JFYI: I've found some more issues while hamerring this more. Please
ignore this and the follow up patch for now. If others are OK with the
cleanups preceding this patch I will repost with the changes based on
the feedback so far and let them merge into mm tree before I settle
with this much more tricky part.

On Wed 08-07-15 14:27:51, Michal Hocko wrote:
> From: Michal Hocko <mho...@suse.cz>
> 
> mm_struct::owner keeps track of the task which is in charge for the
> specific mm. This is usually the thread group leader of the process but
> there are exotic cases where this doesn't hold.
> 
> The most prominent one is when separate tasks (not in the same thread
> group) share the address space (by using clone with CLONE_VM without
> CLONE_THREAD). The first task will be the owner until it exits.

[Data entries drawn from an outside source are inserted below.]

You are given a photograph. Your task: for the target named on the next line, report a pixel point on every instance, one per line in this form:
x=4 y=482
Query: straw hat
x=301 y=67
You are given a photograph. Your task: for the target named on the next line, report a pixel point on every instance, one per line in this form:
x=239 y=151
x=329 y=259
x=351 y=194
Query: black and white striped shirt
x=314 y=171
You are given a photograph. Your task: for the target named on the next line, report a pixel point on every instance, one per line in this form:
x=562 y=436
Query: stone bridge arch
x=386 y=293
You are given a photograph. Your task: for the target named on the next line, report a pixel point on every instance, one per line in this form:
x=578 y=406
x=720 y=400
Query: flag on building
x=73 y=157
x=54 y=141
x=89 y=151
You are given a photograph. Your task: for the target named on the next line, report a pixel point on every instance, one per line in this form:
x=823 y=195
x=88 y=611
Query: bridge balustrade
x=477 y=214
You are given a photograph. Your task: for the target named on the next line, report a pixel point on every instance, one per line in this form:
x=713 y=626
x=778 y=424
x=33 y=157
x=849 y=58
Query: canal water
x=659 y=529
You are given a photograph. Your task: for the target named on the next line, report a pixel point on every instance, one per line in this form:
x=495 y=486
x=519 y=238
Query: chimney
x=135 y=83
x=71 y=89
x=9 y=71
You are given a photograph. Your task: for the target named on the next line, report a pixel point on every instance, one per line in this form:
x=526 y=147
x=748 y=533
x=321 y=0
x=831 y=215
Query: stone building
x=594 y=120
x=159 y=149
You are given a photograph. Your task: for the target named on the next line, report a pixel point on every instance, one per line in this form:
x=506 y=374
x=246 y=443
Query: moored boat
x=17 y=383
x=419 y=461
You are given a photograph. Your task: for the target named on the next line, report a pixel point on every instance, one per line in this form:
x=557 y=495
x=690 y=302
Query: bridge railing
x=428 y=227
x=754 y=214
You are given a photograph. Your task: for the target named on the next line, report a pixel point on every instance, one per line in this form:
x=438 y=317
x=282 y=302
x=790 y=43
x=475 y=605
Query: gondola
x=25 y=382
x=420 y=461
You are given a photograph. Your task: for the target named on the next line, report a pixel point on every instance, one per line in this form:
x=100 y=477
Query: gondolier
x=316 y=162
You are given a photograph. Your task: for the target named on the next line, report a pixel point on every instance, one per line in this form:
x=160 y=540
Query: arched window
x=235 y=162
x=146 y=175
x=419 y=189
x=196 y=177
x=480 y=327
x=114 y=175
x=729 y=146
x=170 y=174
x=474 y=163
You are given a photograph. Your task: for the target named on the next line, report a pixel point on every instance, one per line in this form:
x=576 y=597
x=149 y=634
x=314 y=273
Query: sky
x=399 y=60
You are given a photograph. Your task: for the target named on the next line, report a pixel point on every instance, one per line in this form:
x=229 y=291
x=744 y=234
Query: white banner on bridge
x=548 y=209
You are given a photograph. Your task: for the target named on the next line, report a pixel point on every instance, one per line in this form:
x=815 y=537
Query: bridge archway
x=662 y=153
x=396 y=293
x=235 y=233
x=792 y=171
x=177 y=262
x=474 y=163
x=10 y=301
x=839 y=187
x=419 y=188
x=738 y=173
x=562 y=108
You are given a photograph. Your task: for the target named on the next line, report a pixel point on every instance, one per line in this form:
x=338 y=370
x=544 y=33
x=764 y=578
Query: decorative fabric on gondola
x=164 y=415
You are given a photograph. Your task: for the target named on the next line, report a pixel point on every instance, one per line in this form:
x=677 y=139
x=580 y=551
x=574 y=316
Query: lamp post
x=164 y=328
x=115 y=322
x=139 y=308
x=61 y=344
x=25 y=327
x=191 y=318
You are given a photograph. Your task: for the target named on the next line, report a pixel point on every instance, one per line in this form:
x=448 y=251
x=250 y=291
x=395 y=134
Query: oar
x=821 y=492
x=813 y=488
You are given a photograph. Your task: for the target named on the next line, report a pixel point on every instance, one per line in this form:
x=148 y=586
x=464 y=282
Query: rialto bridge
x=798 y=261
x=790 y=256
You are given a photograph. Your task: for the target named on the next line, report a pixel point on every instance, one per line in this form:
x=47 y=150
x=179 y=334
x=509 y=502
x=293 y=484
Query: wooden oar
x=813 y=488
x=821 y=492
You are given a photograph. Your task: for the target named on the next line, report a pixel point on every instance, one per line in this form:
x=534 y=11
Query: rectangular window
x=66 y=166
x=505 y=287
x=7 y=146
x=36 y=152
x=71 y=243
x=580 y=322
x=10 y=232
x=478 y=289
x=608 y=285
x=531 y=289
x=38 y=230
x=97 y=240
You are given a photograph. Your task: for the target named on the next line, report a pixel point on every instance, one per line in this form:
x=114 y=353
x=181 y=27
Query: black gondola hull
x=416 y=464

> mm_update_next_owner will then try to find a new owner - a task which
> points to the same mm_struct. There is no guarantee a new owner will
> be a thread group leader though because the leader for that thread
> group might have exited. Even though such a thread will be still around
> waiting for the remaining threads from its group, it's mm will be NULL
> so it cannot be chosen.
> 
> cgroup migration code, however assumes only group leaders when migrating
> via cgroup.procs (which will be the only mode in the unified hierarchy
> API) while mem_cgroup_can_attach considers only those tasks which are
> owner of the mm. So we might end up with tasks which cannot be migrated.
> mm_update_next_owner could be tweaked to try harder and use a group
> leader whenever possible but this will never be 100% because all the
> leaders might be dead. It seems that getting rid of the mm->owner sounds
> like a better and less hacky option.
> 
> The whole concept of the mm owner is a bit artificial and too tricky to
> get right. All the memcg code needs is to find struct mem_cgroup from
> a given mm_struct and there are only two events when the association
> is either built or changed
>       - a new mm is created - dup_mmm resp exec_mmap - when the memcg
>         is inherited from the oldmm
>       - task associated with the mm is moved to another memcg
> So it is much more easier to bind mm_struct with the mem_cgroup directly
> rather than indirectly via a task. This is exactly what this patch does.
> 
> mm_inherit_memcg and mm_drop_memcg are exported for the core kernel
> to bind an old memcg during dup_mm (fork) resp. exec_mmap (exec) and
> releasing that memcg in mmput after the last reference is dropped and no
> task sees the mm anymore. We have to be careful and take a reference to
> the memcg->css so that it doesn't vanish from under our feet.
> 
> The only remaining part is to catch task migration and change the
> association. This is done in mem_cgroup_move_task before charges get
> moved because mem_cgroup_can_attach is too early and other controllers
> might fail and we would have to handle the rollback.
> 
> mm->memcg conforms to standard mem_cgroup locking rules. It has to be
> used inside rcu_read_{un}lock() and a reference has to be taken before the
> unlock if the memcg is supposed to be used outside.
> 
> Finally mem_cgroup_can_attach will allow task migration only for the
> thread group leaders to conform with cgroup core requirements.
> 
> Please note that this patch introduces a USER VISIBLE CHANGE OF BEHAVIOR.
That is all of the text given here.